Doit faire entre 5 et 6 pages (il ne s’agit la que du corps du CR). A ces pages on doit ajouter la couverture et les annexes.

Il faut faire figurer sur la page de couverture le nom des deux binômes et le nom du compte rendu : développement psychologique précoce, Aimar.

Il faut faire figurer sur le CR les 4 grandes parties (décrites plus haut).

 

b. Questions :

 

Les items dans les 4 séries sont hiérarchisés. L’organisation de la hiérarchisation diffère en fonction de chaque série :

   - Situation de plus en plus complexe : recherche d’objet disparu, intermédiaire ficelle et intermédiaire support.

   - Situation unique : intermédiaire instrument, exploration des objets et combinaison d’objets.

Pour chacune des séries il va falloir déterminer à partir de quel moment on va présenter les items à l’enfant. On nous suggère à titre informatif où il est conseillé de commencer.

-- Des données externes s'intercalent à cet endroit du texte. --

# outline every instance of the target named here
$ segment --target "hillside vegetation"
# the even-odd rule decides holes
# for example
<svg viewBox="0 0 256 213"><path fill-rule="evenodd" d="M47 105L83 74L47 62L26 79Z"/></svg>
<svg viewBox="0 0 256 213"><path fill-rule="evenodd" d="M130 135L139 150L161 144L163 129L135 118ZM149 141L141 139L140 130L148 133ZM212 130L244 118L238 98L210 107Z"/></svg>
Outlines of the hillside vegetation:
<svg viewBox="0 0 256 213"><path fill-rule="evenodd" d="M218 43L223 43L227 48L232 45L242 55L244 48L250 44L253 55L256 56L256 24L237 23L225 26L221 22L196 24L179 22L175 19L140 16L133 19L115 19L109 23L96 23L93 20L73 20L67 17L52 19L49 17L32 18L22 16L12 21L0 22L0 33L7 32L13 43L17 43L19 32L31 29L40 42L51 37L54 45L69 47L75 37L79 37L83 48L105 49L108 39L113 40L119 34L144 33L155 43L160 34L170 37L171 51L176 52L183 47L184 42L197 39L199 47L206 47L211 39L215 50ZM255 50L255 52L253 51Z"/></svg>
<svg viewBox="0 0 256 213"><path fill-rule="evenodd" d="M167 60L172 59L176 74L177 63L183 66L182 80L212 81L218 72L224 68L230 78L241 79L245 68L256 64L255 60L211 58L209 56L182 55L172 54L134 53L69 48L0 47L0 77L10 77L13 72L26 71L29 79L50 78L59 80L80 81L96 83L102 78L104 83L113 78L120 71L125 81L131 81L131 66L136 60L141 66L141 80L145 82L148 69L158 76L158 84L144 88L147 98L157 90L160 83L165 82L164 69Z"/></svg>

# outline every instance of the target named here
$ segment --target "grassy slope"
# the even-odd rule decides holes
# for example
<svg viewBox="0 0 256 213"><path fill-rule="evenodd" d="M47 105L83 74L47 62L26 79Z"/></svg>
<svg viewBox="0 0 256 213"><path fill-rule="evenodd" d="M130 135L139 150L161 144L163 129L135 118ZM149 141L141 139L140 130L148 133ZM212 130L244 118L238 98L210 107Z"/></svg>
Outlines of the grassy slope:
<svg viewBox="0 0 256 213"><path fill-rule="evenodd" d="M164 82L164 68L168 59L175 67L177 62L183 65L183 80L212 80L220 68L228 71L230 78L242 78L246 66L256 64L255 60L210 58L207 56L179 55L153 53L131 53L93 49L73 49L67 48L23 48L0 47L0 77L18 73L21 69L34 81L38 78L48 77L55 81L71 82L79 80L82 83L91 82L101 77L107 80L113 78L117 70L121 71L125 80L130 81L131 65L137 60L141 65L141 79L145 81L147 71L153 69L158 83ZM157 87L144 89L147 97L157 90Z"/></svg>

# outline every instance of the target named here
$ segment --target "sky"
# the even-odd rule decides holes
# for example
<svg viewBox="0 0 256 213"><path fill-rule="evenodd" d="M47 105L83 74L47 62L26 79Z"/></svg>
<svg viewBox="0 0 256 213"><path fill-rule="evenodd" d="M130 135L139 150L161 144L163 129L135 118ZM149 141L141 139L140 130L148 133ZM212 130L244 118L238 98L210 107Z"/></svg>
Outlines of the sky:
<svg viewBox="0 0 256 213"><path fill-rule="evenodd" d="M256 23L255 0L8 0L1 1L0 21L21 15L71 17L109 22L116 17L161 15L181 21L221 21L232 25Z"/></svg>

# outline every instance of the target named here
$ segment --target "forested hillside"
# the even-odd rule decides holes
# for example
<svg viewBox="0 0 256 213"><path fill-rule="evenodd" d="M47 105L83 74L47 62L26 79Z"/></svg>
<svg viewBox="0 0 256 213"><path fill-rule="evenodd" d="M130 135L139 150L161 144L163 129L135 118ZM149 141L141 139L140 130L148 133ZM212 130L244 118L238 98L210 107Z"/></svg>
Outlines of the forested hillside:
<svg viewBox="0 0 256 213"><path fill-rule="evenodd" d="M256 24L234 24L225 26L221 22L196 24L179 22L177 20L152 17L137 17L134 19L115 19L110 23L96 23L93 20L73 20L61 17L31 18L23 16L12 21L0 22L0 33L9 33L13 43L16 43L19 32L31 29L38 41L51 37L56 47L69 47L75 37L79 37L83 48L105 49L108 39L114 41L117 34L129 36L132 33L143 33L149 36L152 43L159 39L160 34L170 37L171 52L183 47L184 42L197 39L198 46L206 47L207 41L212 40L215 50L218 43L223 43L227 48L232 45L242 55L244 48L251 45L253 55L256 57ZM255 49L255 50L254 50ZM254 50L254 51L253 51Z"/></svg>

On s’arrête lorsqu’on à deux échecs (deux (-)) à deux items consécutifs. Le critère d’arrêt n’a de sens que pour les situations de plus en plus complexes.

Il faut présenter chaque série eux deux séances.

Il est conseillé de commencer avec une situation ou l’enfant manipule l’objet : ou la situation est unique. Car les autres situations sont des situations qui peuvent être frustrantes pour l’enfant.

L’utilisation des intermédiaires « bâton – râteau » et la combinaison d’objets ne sont pas à présenter à un enfant de 6 mois à moins qu’il soit en bonne disposition.

On peut passer d’une série à l’autre tout en gardant les items des séries dans le bon ordre.